Jadot avait mangé un lion

Sans aucune surprise, les affrontements de campagne franco-français ont dominé une bonne partie des débats. A ce jeu-là, c’est clairement Yannick Jadot qui y est allé le plus fort. Le candidat écologiste s’en est pris, très frontalement, au président de la République. En se tournant ostensiblement vers Emmanuel Macron pendant presque toute son intervention, il a instauré physiquement un rapport de force. L’eurodéputé avait préparé ses punchlines. « Vous êtes un climato-arrangeant », cingle-t-il pour critiquer l’inclusion du gaz et du nucléaire dans la taxonomie énergétique européenne. « Vous préférez l’armistice avec les lobbys plutôt que la guerre contre le réchauffement ! » Ou encore : « Cessez de tendre l’oreille aux théories fumeuses du grand remplacement, intéressez-vous au grand réchauffement ! » Yannick Jadot a quitté la tribune sourire en coin, peu importe s’il a créé un incident de séance.

Jordan Bardella, le président par intérim du Rassemblement national, ne s’est pas non plus privé de faire du Parlement européen une tribune nationale en espérant « pour l’Europe et pour la France » que le mandat d’Emmanuel Macron « soit unique ». Manon Aubry a demandé au chef de l’Etat qui il protégeait : « Certainement pas les gens dans la galère, mais les multinationales et les milliardaires ». Même Manfred Weber, l’Allemand président du groupe conservateur – le plus important au Parlement européen – y est allé de sa petite référence, un peu plus subtile néanmoins. Il a contesté l’opposition entre les populistes et les progressistes – que défend Emmanuel Macron – se félicitant que Valérie Pécresse incarne « une concurrence saine au centre de l’échiquier politique » en France.

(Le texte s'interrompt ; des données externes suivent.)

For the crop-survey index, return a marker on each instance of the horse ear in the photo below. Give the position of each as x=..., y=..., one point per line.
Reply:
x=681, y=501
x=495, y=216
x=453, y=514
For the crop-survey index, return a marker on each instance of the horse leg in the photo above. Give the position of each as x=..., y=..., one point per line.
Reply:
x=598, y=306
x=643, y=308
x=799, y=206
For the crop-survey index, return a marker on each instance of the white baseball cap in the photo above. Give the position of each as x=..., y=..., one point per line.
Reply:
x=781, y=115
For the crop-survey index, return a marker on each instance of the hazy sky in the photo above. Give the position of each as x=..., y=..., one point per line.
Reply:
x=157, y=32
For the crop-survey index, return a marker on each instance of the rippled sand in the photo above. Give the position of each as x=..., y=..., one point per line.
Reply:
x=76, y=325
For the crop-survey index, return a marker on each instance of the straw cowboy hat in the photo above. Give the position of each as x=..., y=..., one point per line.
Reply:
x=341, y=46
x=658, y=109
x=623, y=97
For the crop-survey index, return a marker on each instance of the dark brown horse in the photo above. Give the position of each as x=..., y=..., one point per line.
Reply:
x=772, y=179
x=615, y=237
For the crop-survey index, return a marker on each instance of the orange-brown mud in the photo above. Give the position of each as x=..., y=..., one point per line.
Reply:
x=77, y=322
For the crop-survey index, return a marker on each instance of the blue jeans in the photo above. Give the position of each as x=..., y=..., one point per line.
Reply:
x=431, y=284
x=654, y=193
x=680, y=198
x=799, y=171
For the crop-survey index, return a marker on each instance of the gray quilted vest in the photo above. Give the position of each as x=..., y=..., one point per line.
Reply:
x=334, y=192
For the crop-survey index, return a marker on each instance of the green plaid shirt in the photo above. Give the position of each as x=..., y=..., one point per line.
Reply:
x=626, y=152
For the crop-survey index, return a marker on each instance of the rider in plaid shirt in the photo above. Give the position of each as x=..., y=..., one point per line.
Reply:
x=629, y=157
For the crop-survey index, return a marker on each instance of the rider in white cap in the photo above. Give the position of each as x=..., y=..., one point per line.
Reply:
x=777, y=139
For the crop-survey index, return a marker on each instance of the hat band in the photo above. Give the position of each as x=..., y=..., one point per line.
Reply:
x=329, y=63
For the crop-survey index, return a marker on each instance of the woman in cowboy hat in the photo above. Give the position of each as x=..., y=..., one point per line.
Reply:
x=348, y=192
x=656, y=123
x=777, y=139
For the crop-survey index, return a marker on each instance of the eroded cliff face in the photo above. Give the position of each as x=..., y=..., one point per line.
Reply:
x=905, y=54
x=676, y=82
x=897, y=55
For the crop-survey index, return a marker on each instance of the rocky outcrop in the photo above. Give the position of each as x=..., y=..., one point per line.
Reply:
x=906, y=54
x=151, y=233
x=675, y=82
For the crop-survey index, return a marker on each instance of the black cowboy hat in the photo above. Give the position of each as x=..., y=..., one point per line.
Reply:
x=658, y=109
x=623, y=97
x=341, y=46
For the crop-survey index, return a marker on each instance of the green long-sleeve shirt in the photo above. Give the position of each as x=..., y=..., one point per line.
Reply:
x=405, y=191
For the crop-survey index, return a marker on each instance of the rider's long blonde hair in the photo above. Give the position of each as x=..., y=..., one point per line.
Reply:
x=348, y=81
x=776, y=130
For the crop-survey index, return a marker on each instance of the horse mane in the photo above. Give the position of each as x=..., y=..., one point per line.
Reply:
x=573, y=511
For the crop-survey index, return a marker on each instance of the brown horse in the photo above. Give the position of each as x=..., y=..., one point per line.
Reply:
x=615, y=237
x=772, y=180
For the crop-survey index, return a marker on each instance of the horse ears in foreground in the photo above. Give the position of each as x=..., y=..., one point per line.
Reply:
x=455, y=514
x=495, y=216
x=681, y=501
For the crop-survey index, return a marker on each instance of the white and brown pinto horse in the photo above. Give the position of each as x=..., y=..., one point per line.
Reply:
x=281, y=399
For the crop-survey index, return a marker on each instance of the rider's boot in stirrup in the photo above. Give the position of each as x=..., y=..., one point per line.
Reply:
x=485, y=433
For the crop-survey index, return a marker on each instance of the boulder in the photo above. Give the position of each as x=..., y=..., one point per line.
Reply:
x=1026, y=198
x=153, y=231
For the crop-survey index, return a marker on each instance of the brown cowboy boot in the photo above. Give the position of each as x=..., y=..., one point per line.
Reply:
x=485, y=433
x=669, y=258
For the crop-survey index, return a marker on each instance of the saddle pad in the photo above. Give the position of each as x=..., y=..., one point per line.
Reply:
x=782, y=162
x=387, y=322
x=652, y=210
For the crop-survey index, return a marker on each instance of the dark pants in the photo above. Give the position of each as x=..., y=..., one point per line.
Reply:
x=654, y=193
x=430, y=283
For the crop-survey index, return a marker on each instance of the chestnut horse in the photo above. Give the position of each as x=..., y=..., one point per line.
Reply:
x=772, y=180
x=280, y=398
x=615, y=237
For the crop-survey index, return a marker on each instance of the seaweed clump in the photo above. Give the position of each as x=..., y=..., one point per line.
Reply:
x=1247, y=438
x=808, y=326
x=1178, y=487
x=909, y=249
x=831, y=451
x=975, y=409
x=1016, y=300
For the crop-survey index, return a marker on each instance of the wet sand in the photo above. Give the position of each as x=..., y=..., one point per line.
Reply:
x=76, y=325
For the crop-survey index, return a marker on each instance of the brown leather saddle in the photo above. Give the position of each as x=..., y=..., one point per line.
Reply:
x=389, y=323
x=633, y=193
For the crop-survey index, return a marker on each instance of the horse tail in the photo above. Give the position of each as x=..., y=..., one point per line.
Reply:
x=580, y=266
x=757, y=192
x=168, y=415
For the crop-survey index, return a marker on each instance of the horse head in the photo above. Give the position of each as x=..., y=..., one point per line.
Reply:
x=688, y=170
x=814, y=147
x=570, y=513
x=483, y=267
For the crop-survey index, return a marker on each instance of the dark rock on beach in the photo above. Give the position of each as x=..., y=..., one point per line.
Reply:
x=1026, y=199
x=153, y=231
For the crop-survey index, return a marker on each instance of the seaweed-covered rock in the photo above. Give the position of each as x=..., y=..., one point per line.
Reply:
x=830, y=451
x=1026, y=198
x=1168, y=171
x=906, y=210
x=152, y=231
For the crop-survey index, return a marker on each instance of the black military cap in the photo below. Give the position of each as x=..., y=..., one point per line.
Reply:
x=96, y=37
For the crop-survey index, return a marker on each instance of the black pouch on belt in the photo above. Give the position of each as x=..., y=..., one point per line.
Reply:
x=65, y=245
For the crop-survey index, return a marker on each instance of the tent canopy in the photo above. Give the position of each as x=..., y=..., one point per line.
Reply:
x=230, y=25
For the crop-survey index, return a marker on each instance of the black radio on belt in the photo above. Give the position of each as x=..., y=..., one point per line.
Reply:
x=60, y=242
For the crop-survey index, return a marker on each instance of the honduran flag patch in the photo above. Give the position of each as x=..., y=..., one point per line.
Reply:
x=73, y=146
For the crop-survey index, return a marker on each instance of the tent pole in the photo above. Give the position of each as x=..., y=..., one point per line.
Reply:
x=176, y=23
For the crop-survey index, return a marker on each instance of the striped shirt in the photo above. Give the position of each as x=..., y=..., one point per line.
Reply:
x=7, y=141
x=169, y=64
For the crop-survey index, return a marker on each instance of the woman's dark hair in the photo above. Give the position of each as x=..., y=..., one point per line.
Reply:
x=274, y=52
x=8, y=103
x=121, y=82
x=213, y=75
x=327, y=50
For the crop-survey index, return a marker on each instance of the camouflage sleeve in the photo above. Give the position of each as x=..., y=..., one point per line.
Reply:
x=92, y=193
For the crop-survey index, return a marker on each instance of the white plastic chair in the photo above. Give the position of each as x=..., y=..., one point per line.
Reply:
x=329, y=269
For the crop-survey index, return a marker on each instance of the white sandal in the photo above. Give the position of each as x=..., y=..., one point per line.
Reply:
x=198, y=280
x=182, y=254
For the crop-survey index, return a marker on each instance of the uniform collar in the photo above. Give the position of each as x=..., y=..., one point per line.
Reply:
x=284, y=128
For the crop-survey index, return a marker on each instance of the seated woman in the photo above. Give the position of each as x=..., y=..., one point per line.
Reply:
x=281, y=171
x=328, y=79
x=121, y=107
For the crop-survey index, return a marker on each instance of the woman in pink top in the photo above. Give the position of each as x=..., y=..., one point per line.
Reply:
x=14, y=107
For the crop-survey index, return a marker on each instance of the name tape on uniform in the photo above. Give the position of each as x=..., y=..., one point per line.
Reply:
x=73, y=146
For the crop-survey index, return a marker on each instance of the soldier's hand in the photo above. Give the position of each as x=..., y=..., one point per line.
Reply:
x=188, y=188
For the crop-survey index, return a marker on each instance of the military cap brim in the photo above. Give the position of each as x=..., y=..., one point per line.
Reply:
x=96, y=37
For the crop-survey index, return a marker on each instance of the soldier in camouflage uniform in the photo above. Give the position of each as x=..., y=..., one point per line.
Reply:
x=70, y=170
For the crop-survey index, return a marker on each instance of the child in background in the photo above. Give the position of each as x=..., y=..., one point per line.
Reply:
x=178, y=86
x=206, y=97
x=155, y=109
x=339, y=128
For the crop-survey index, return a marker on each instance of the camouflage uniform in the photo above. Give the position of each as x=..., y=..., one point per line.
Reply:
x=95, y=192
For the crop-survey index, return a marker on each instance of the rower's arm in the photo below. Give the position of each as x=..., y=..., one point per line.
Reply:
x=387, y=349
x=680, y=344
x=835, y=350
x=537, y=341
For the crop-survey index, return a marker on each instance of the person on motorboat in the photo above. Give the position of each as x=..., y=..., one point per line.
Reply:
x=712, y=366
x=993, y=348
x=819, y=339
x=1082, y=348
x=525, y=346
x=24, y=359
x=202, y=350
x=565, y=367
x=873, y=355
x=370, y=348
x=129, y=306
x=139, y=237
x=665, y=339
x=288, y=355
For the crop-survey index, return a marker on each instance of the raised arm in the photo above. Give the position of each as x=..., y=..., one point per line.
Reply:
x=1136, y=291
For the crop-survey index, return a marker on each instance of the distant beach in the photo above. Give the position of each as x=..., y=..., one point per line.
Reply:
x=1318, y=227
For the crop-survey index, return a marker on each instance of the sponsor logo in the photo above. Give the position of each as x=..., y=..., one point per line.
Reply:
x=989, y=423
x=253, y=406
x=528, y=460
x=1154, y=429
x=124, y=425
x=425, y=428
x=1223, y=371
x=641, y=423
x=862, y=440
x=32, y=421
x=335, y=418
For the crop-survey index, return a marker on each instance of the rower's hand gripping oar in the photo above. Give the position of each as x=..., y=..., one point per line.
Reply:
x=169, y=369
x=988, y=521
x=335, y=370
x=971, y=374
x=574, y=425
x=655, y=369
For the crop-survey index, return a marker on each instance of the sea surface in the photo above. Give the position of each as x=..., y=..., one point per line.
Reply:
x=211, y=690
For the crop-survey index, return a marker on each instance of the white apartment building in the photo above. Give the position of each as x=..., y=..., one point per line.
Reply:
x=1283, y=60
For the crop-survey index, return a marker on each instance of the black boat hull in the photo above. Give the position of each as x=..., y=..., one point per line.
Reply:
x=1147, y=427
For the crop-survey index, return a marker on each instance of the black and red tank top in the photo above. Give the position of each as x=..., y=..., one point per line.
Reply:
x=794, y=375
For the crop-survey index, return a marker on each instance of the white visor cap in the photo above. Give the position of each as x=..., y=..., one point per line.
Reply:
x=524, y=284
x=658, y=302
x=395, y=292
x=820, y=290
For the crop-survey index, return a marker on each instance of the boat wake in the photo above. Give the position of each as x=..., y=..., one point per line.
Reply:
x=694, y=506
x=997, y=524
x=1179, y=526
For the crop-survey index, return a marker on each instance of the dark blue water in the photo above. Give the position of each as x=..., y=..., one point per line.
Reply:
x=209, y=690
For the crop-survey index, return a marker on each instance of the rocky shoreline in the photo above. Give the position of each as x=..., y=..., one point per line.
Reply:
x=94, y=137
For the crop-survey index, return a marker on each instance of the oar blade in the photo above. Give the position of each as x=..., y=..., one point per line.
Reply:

La campagne, ça sera autre chose

Au fond, les oppositions ont eu ce qu’elles cherchaient : de bonnes images à publier sur les réseaux. Il n’en reste pas moins que, dans un tel dispositif, Emmanuel Macron a le beau rôle. Il est le président face aux opposants. Malgré quelques notes d’ironie qui ont frisé l’arrogance (« Evidemment, nous faisons tous des discours, ce sont des mots, parce qu’on n’a, jusqu’à présent, rien trouvé de mieux pour faire des discours », a-t-il répondu a ses détracteurs qui lui demandaient des actes), il peut se contenter de garder son calme, de répondre point par point plus ou moins concrètement et d’expliquer que, lui, est dans l’action. « Vous avez très méthodiquement dit n’importe quoi », a-t-il envoyé à Jordan Bardella, par exemple.

Surtout, Emmanuel Macron a eu le confort du temps : trente minutes de discours et quarante minutes de réponse, bien plus que prévu au programme, sans être rappelé à l’ordre par la nouvelle présidente du Parlement européen, contrairement aux huit orateurs et oratrices des différents groupes (qui ont eu trente minutes… au total).

Lorsque le sortant sera officiellement candidat, le dispositif sera tout autre : Emmanuel Macron aura à faire au feu nourri de ses opposants et opposantes avec le même temps de parole que chacun et chacune d’entre elles cette fois. Peut-être que les longues explications sereines seront moins efficaces. Dans ce cadre, le débat de ce matin est peut-être moins le premier acte de campagne d’Emmanuel Macron que le dernier de sa présidence.